Nature thinks of everything. A new study outlines the discovery of a family of proteins in the body–termed CUET, for Cue5/Tollip adaptors–that act as little sanitation workers, identifying cell waste and guiding it to the appropriate place for destruction or recycling. Puts curb-side pick-up in perspective.
Lysosomes are chemicals within cells that serve as individual digestive systems, processing proteins, carbohydrates, and fats. CUET proteins roam around looking for debris and lead them to the lysosomes, which can then dispense with it.
Proteins regulate metabolism, including waste
Proteins in the body are comprised of chains of amino acids. They control virtually every aspect of metabolism. Amino acids fold into intricate three-dimensional structures that are specialized for whatever activity they were meant to regulate.
The folding process can be affected by cellular and environmental stresses, resulting in misshapen aggregates. Because a warped structure isn’t recognized by cells, it can linger and accumulate, becoming toxic and sometimes leading to death of the cell. This scenario is what is believed to be responsible for neurodegenerative diseases like Parkinson’s, Huntington’s, and Alzheimer’s.
The significance of the current study is that scientists have found how the body processes cell waste; they can then continue this line of research to discover what causes the “clumping” of amino acids and maximize efficiency of CUET proteins to dispose of them properly. They found that depletion of these proteins results in toxicity whereas over-expression cleans the clumps.
CUET are cute
CUET is a combination of Tollip proteins and Cue5 proteins found in yeast. Yes, yeast. Together, they clear cells of their garbage. Tollip is the toll-taker that participates in innate immune response and Cue5 is the traffic officer that guides cells through the gates.
“Our findings highlight the Swiss-Army-knife-like property of Tollip, as the protein, in addition to its role as multitasking adaptor employed in various…protein trafficking pathways, also functions as…adaptor in the autophagy [waste removal] pathway. We propose that this feature could lead to situations in which aggregation-prone [“clumping”]…proteins…perhaps contribute to cytotoxicity and neurodegenerative diseases by interfering with other functions of the adaptor.”

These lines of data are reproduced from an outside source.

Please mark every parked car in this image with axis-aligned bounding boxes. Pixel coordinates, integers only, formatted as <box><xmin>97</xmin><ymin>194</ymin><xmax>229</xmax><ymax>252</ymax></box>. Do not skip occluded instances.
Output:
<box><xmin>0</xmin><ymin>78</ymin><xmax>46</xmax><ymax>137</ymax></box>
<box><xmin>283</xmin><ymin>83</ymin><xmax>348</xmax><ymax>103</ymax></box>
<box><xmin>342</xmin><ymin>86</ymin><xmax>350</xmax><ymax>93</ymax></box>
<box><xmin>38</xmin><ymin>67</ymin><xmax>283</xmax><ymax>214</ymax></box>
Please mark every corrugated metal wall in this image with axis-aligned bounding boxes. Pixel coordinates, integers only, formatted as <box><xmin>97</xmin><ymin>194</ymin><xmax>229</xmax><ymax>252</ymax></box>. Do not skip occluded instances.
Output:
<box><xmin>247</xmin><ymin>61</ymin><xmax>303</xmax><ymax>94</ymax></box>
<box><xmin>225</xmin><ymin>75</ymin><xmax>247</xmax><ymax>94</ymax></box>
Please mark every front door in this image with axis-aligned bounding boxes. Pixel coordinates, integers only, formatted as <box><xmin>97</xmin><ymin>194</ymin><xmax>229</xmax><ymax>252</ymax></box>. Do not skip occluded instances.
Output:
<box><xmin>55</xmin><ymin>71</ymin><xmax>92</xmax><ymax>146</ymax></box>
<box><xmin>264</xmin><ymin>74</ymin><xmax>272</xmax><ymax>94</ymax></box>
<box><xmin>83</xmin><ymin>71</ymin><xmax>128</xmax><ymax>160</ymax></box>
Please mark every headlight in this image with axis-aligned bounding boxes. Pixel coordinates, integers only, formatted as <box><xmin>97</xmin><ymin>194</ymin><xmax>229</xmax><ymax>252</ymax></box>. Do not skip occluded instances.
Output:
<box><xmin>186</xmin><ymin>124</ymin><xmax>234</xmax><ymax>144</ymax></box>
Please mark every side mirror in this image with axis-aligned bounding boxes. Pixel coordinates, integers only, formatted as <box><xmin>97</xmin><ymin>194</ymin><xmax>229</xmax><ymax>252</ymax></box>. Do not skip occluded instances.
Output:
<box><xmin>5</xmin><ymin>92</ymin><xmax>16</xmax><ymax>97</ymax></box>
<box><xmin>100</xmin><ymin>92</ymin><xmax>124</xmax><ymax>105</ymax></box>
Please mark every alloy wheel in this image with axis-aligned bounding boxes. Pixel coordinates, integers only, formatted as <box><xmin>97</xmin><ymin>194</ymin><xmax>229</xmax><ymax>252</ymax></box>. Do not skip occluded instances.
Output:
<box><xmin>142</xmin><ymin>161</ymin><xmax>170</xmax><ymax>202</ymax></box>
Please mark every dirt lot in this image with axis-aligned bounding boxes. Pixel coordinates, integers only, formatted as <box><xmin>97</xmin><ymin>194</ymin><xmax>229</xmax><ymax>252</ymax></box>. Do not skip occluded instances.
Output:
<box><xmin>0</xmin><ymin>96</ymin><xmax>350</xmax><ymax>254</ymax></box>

An important point to note is that a common denominator of the neurodegenerative diseases mentioned is the aggregation of amino acids, presumably caused by cell and environmental stress. In this context, the “environment” is the whole body.
Here is another way in which stress in the body–caused by inflammation and foreign chemicals, among other things–promotes deterioration and prevents cells from behaving the ways in which they were designed to behave.
Help the CUET by Becoming Clump-free.
We can be proactive in addressing the causes that lead to these horrendous diseases through diet and lifestyle. Research has exposed contributing factors of Parkinson’s disease, as well as ways to ameliorate them.
Incidence of Alzheimer’s disease may be partially genetic, but that does’t mean we have to develop it. Cut out refined sugar, eat sesame seeds, and you’ll stave off Huntington’s disease. Become physically and mentally active and every cell in your body benefits.
We can think of few things more frightening than losing cognitive ability, becoming unable to perform simply daily tasks, being self-sufficient, and recognizing a loved one. The current research has opened a door to determining the chemical factors that contribute to neurological disease but we already know what’s bad for us. We need to start doing more of what’s good for us.